What Stephen King Can Teach You About Editing
Welcome back! In today’s video how-to, Heather picks up on the literary theme she began last week with “What Dr. Seuss can teach you about copywriting.” In that post, she featured five lessons for good copywriting via the books of Theodor Geisel (a.k.a. Dr. Seuss).
This week, Heather turns her attention to editing with what Stephen King can teach you about the art. So, tune in to learn how to edit your copy like Stephen King…
Stephen King has some great advice for writers…
His book, On Writing, will teach you a lot about the craft. But Mr. King has a lot to teach us about editing, too…
Tip #1: Get it out
- Write a first draft – and don’t stop to edit your writing. Just write.
- This allows our creative brains a chance to play without being stifled by our “inner editor.”
Tip #2: Fix the big stuff
Make sure your writing has impact:
- Do you have benefit statements?
- Is there a call to action?
- Does the writing “flow”?
- Will the voice “click” with your reader?

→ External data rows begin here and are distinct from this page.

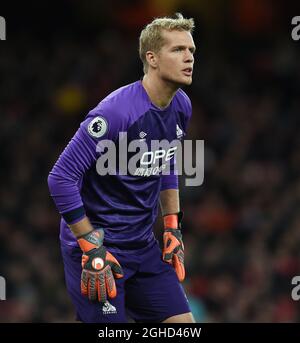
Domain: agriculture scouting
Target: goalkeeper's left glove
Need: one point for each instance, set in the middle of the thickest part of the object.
(173, 251)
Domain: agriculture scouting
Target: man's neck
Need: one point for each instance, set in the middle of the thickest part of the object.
(160, 92)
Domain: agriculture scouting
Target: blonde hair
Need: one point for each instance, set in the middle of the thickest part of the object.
(152, 39)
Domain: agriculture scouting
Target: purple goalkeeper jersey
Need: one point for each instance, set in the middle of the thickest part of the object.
(125, 206)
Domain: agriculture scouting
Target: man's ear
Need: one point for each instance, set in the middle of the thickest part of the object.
(151, 58)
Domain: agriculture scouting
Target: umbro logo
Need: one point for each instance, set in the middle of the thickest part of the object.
(108, 308)
(179, 132)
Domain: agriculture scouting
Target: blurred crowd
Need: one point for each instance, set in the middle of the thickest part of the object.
(241, 227)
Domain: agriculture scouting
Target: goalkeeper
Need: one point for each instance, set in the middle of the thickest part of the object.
(112, 261)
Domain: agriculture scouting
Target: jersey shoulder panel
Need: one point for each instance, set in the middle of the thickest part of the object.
(116, 112)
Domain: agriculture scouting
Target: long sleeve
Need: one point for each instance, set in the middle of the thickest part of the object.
(79, 156)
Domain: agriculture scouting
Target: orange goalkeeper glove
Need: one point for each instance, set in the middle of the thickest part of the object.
(99, 267)
(173, 251)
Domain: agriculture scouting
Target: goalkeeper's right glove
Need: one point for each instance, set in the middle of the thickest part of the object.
(99, 267)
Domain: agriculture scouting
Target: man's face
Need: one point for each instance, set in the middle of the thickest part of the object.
(175, 58)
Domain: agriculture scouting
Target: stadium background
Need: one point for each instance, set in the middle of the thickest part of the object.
(241, 227)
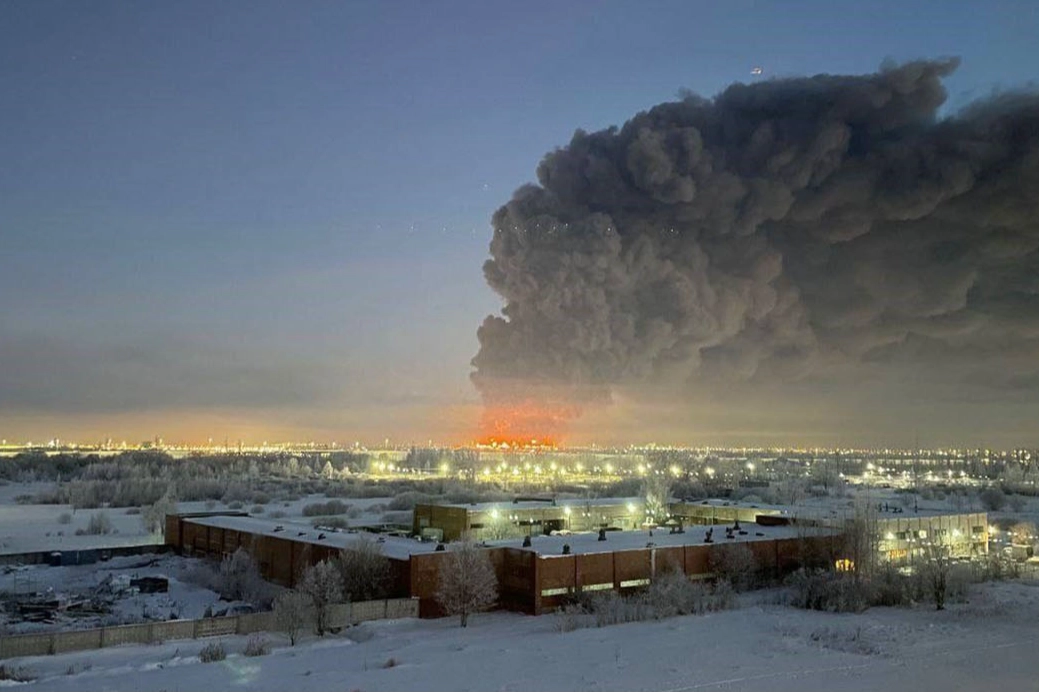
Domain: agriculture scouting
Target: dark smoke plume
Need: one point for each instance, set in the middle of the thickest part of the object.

- How much text can you slice?
Tip #3: Tweak the little stuff
Get the copy into almost-final draft shape by:
- Adding subheadlines
- Fixing misspellings
- Deleting any additional repeated words/concepts
- Revising your headline
- Fixing grammatical errors
- Shortening long paragraphs
- Adding bullet points (if needed.)
Tip #4: Print it out, read it out loud and edit again
Don’t skip this step…
It’s amazing what you’ll notice when you read the copy out loud!
photo thanks to phozographer
I agree that everything you’ve listed is good practice, but Stephen King should take his own advice. His books are increasingly verbose and sloppy. Now that he’s a legend, no one will touch his work — which diminishes its quality (in my opinion, of course).